Lasso Soft Inc. > Home

  • Articles

Regular Expression Challenge - Discussion and Winners

The tip of the week for August 17, 2007 announces the winners of the second Lasso Programming Challenge. Congratulations to Bil Corry and Johan Sölve. The tip includes a description of the challenge, a downloadable archive of answers to the challenge, documentation of the answer which LassoSoft created for the challenge, and a discussion of how the entries which were received used different strategies to solve the challenge.

Regular Expression Challenge

The second Lasso Programming Challenge was to solve a number of problems using regular expressions. The problems were selected to represent a range of real world solutions. This discussion of the answers will help to show different methods of approaching the same problem using regular expressions. See the challenge page for full details of the challenge.

Winners!

All of the entries we received for the challenge were excellent so it was a difficult task to select two winners. All of the challengers included answers to all of the problems, so the answers to the more complex problems had to be used to decide the winner.

Bil Corry - Bil Corry is our grand prize winner. We liked in particular the way that several of his solutions used only one regular expression on the entire input text rather than making several passes.

Johan Sölve - Johan Sölve is our runner up. We liked in particular the caching which was used on the Lasso Reference problem to help cut down the number of database operations required.

Ke Carlton - Honorable mention goes to Ke Carlton. The custom type he created encapsulates the solutions so that they could be easily used within an actual Lasso solution.

The different implementations used by each of the entries shows how different programmers can approach the same problem. Three of the entries and Fletcher's official LassoSoft answer have been collected together along with the original challenge files into a download so you can see how the different entries were put together.

 

Download File 

Answers

This section contains a brief discussion each problem and the answers we received. We highlight what we consider to be the best answer and also show interesting variations. The first six problems have one line answers, but demonstrate many useful regular expressions. The last two problems required more complex programming and demonstrate more advanced techniques.

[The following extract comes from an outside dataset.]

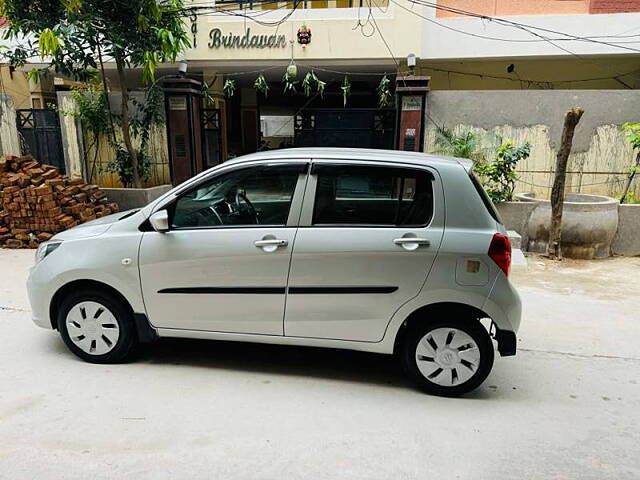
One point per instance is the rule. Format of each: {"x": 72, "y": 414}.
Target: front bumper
{"x": 506, "y": 342}
{"x": 39, "y": 298}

Before reading the answers, I would encourage you to take the original Challenge.Lasso file and attempt to solve the problems on your own. Then, take a look at these answers and at this discussion to see different methods of solving the problems.

1 - Phone Numbers

The problem was to convert phone numbers like (###) ###-#### to the format ###-###-####. Each of the solutions was similar, but there were a few variations.

This solution uses [String->Replace] with a [RegExp] object that supplies the -Find and -Replace pattern.

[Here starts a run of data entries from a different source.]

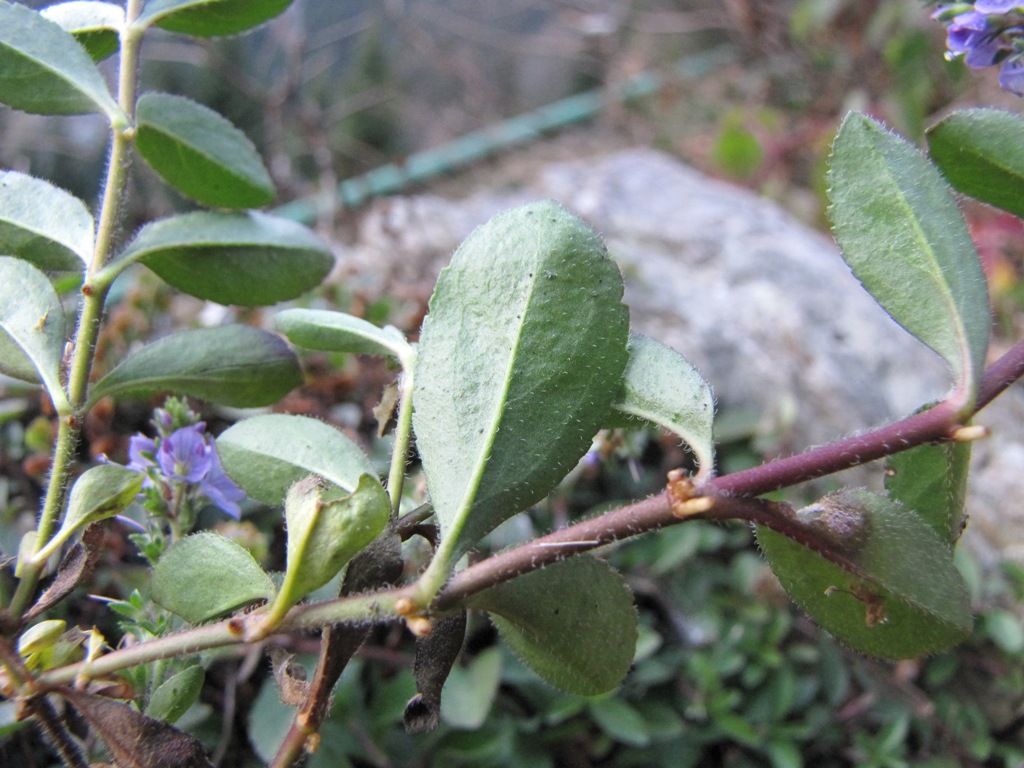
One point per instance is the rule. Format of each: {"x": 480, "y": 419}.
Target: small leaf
{"x": 44, "y": 71}
{"x": 43, "y": 224}
{"x": 905, "y": 240}
{"x": 32, "y": 326}
{"x": 173, "y": 696}
{"x": 981, "y": 152}
{"x": 96, "y": 26}
{"x": 201, "y": 154}
{"x": 236, "y": 366}
{"x": 266, "y": 455}
{"x": 520, "y": 358}
{"x": 662, "y": 387}
{"x": 896, "y": 595}
{"x": 231, "y": 258}
{"x": 327, "y": 526}
{"x": 134, "y": 739}
{"x": 337, "y": 332}
{"x": 210, "y": 17}
{"x": 205, "y": 576}
{"x": 932, "y": 481}
{"x": 572, "y": 623}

 $answerText = $originalText;
  $answerText -> (replace: (regexp:
      -find='\\((\\d{3})\\) (\\d{3}-\\d{4})',
      -replace='\\1-\\2'));

 

This solution uses the procedural [String_ReplaceRegExp] tag to replace the phone numbers within $originalText with the new format.

  $answerText = (string_replaceregexp: $originalText,
      -find='\\((\\d\\d\\d)\\) (\\d\\d\\d)\\-(\\d\\d\\d\\d)',
      -replace='\\1-\\2-\\3', -ignorecase);

 

The regular expressions themselves demonstrate two different methods. The first uses the {3} and {4} patterns to specify a particular number of repetitions of the \d digit placeholder. The second uses explicit repetition of the digit placeholder.

2 - White Space

The problem was to strip white space (returns, tabs, and spaces) from a block of text. Any sequence of white space which included a return or newline should be collapsed to a single return/newline pair. Any other sequence of white space should be collapsed to a single space.

Two different techniques were used for this problem. At least two regular expressions were required in order to work with the two different types of white space (with returns and without).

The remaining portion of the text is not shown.